Rabu, 12 Januari 2011

Bioskop Itu Sudah Hancur, Ayah...

Hari itu masih cukup pagi, sekitar pukul sebelas. Lalu lintas bersahabat jika matahari sudah agak tinggi, jalanan di Jakarta tidak penuh mobil seperti layaknya pagi hari orang-orang sub-urban berjuang dengan yang lainnya untuk mencapai daerah urban. Bulan itu di tahun 2010 saya masih tinggal di daerah sub-urban yang cukup padat lalu lintasnya yaitu Buaran, Jakarta Timur. Saya menyewa sebuah kamar di mana suhu dapat naik menjadi 27 derajat Celsius, sangat panas.

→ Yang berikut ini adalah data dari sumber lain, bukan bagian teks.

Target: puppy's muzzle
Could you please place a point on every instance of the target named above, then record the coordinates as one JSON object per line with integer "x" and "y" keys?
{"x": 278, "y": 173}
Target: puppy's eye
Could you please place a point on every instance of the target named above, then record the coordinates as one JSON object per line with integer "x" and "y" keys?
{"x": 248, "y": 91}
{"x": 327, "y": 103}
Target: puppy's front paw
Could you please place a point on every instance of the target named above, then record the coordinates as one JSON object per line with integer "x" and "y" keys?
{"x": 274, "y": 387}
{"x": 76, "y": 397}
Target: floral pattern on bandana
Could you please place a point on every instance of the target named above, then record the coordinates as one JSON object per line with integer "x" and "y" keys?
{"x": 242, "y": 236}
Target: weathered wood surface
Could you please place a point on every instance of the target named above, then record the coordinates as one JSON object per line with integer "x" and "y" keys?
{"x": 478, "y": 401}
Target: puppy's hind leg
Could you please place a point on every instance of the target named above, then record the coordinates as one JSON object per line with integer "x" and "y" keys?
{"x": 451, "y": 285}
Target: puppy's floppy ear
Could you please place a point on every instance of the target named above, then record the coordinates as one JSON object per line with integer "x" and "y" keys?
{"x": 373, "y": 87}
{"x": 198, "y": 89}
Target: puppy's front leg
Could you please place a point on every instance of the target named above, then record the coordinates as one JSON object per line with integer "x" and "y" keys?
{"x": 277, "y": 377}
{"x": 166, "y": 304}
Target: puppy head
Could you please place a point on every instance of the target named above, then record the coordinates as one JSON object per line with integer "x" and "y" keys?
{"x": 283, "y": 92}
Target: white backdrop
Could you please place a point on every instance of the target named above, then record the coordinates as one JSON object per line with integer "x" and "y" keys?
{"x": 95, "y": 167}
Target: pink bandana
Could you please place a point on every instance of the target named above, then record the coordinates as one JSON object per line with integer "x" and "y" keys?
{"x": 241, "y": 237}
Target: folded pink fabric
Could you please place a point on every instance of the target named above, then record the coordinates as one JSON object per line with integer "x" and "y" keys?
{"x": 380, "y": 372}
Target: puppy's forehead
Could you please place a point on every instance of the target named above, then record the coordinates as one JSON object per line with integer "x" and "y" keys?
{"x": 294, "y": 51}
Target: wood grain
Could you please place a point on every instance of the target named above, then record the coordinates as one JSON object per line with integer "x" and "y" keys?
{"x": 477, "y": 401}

Pelajaran cukup ampuh bagi orang-orang yang malas mandi macam saya, karena gerahnya bukan main.

Saya ijin dari kerja hari itu, untuk datang ke sebuah interview di daerah Kemang. Cukup jauh dari sini, namun ongkosnya tidak mahal. Delapan ribu saja bolak-balik, dengan catatan tidak kemalaman. Kopaja saja tidak perlu taksi, saya benci pendingin. Taksi cuma cocok untuk pindahan dan menuju Bandara jika dapat tiket gratis (bagi saya).

Seragam saya hari ini adalah kemeja beserta rok dan sandal abu-abu semata kaki. Ada ikat pinggang agar rok tetap pada tempatnya, karena saya sangat kurus. Setelah naik kopaja nomer 52 hingga sampai di stasiun tebet, perjalanan dapat dilanjutkan menuju Kemang dengan kopaja nomer 612. Perjalanan alot pun di mulai…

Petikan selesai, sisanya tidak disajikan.